Happy birthday. I love you. Para siempre.
12-03-2013 6:01 PM -- By: Marina Convertino, From: Italy
During a travel on Mission District in San Francisco, I met a murales dedicated to Kirsten. I didn't known her, but I was very sad to read her story. She smiled by the wall and seems observe the people walking in the street.
ciao Kirsten, possano le tue idee viaggiare lontano e illuminare le menti addormentate.
10-22-2013 1:32 AM -- By: Marcia Alter, From: Arroyo Grande
What a beautiful person. Her love will continue to ripple out to others and to others and to others.
10-01-2013 2:39 AM -- By: Far, From: Seal Beach
September 30, five years ago, the darkest day. The day we got the devastating news about your murder. I think about you every day, but this one is the saddest.
Love from Far.
10-01-2013 12:49 AM -- By: Patti, From: Charm City
I'm very sorry for your family's loss. After briefing a news channel today and assuming another homicide in the City of New Orleans ( a wonderful city I might add that has been nothing but plagued by corruption and death)... Young lives lost way too soon. It was after reading the article on NOLA that I realized this young woman was murdered five years ago and the pain of family and friends questions gone unanswered- for five years. Heart wrenching to say the very least.
After reading- admitting no knowledge of her passion- didn't even know of these causes, if anything I gained knowledge and awe of how very bright she was and at such a young age.
Repulsed by the lack of respect for human life today in a world gone " I don't even know the words". This young woman and many others just wanted to bring peace, love, education , healthcare and charity to others.

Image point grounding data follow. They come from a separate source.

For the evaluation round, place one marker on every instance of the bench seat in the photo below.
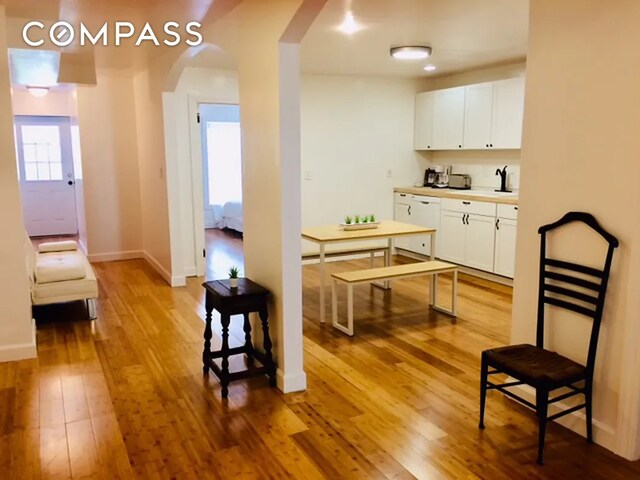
(433, 268)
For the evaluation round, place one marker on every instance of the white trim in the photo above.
(115, 256)
(158, 267)
(603, 434)
(23, 351)
(291, 382)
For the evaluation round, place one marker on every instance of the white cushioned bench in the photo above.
(393, 272)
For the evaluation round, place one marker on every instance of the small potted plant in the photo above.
(233, 277)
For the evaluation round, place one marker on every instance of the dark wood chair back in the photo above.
(572, 286)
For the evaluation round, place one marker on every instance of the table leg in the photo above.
(207, 336)
(322, 312)
(434, 278)
(268, 357)
(387, 260)
(247, 338)
(224, 374)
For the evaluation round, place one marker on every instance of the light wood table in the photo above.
(388, 229)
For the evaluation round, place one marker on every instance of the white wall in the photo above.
(355, 130)
(582, 123)
(17, 332)
(111, 180)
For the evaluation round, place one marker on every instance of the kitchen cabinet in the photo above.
(506, 227)
(425, 211)
(403, 214)
(423, 121)
(468, 233)
(475, 117)
(508, 112)
(478, 112)
(448, 119)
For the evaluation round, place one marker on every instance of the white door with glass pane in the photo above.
(45, 168)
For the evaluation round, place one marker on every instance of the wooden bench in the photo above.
(393, 272)
(345, 252)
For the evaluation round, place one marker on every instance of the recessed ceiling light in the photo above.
(38, 91)
(349, 24)
(410, 52)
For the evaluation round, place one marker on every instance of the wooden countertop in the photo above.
(457, 194)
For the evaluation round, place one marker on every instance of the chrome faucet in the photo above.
(503, 179)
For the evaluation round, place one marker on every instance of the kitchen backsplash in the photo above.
(484, 176)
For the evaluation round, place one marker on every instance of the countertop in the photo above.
(477, 195)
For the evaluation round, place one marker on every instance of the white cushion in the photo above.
(68, 291)
(59, 267)
(67, 245)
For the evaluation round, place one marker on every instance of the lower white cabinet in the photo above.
(479, 242)
(453, 232)
(505, 256)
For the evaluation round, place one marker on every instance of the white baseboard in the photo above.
(115, 256)
(12, 353)
(603, 434)
(157, 267)
(290, 383)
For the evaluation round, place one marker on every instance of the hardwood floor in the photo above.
(124, 396)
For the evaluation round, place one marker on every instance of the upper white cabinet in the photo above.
(481, 116)
(448, 119)
(508, 111)
(423, 122)
(478, 111)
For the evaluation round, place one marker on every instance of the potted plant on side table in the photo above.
(233, 277)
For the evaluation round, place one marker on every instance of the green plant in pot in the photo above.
(233, 277)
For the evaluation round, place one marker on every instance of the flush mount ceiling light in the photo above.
(349, 24)
(38, 91)
(410, 52)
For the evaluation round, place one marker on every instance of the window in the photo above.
(224, 161)
(42, 152)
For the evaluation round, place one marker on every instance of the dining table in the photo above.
(385, 230)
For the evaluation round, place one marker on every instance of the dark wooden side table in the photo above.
(247, 298)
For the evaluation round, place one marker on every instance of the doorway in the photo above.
(222, 181)
(47, 180)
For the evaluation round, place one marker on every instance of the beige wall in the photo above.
(108, 138)
(580, 152)
(17, 334)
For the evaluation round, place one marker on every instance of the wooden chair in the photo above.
(542, 369)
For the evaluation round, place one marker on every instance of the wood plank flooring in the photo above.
(124, 396)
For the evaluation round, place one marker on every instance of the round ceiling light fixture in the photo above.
(410, 52)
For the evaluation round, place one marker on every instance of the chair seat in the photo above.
(535, 366)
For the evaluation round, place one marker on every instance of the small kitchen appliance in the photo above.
(441, 177)
(460, 181)
(429, 177)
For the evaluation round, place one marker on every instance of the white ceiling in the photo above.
(464, 34)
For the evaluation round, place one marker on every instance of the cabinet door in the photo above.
(452, 233)
(478, 111)
(448, 118)
(423, 121)
(479, 244)
(425, 213)
(505, 247)
(508, 111)
(403, 214)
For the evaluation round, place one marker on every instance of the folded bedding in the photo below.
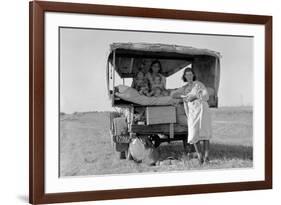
(130, 94)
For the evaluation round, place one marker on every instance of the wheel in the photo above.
(128, 155)
(122, 155)
(155, 140)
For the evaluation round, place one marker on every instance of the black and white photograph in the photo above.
(136, 102)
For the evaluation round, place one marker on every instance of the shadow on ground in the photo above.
(217, 151)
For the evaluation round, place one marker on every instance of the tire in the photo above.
(155, 140)
(122, 155)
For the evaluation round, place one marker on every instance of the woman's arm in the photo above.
(163, 81)
(201, 91)
(177, 93)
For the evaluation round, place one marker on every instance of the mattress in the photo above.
(130, 94)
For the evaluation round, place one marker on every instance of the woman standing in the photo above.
(195, 97)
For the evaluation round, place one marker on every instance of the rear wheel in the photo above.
(155, 140)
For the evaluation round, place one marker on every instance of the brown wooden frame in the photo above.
(36, 105)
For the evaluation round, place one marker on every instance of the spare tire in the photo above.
(142, 150)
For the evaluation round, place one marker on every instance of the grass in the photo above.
(86, 147)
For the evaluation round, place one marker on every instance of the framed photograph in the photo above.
(130, 102)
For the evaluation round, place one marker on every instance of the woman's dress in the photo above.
(197, 112)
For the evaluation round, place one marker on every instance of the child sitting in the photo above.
(140, 83)
(157, 88)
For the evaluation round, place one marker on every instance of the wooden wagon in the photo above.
(162, 122)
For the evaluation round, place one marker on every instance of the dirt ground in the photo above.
(86, 147)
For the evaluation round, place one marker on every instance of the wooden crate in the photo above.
(160, 115)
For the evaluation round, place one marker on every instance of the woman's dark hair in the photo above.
(155, 62)
(188, 70)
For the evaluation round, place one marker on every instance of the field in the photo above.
(86, 147)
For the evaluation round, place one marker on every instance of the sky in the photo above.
(84, 52)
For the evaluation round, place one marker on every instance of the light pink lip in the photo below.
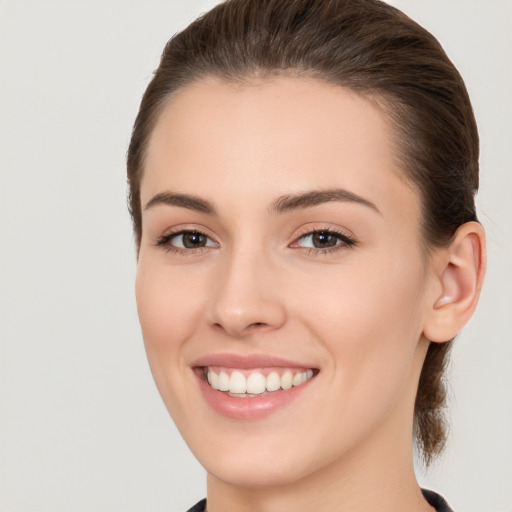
(248, 409)
(246, 361)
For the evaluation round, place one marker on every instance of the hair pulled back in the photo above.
(373, 49)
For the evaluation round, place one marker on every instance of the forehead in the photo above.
(272, 136)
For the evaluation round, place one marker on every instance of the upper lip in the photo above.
(244, 361)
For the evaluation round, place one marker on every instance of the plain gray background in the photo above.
(83, 427)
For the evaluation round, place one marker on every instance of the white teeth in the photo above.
(273, 381)
(256, 384)
(223, 381)
(286, 380)
(213, 380)
(297, 379)
(237, 383)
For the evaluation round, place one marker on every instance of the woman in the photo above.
(302, 179)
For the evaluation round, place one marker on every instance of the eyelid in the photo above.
(163, 241)
(347, 240)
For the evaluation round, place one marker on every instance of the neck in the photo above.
(376, 475)
(359, 483)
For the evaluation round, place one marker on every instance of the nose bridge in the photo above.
(245, 299)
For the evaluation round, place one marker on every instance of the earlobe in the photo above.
(460, 269)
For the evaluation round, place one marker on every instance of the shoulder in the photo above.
(436, 501)
(198, 507)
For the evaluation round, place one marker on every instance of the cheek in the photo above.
(168, 308)
(369, 318)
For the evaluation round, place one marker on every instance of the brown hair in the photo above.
(373, 49)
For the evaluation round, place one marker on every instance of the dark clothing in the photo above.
(433, 499)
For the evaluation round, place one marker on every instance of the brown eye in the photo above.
(192, 240)
(324, 239)
(186, 240)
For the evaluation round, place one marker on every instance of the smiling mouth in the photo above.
(242, 383)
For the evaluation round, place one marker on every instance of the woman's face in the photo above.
(281, 247)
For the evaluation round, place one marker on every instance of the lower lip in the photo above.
(248, 408)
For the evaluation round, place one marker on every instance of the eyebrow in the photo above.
(316, 197)
(283, 204)
(182, 200)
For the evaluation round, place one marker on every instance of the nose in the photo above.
(246, 298)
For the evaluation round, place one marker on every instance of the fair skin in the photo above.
(243, 261)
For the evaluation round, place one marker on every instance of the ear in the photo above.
(459, 271)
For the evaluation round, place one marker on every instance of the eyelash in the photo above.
(164, 242)
(345, 242)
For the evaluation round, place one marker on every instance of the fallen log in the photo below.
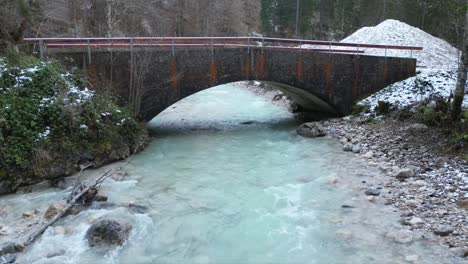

A sad story- but her story and her photos of fun loving & living life brought a smile to my face. Not ever knowing her- she would have wanted that.
How proud your family must be. Thoughts & prayers. Peace be with you.
09-28-2013 12:38 AM -- By: Trisha, From: Colorado
Thinking about you today, Kirsten. And about your Mom, Dad and Erika. Such a wonderful soul - you had such an impact on everyone around you.
09-28-2013 12:07 AM -- By: Maureen McCafferty Jones, From: Rhode Island/Indiana
Five years and still feels like yesterday; one can NEVER understand the meaning of the things that happen. They say GOD has his reasons, May Kirsten and Liam meet in heaven and pray that they are are having the time of their lives there. You and Liam are always in my thoughts and prays of everyday and deeply missed.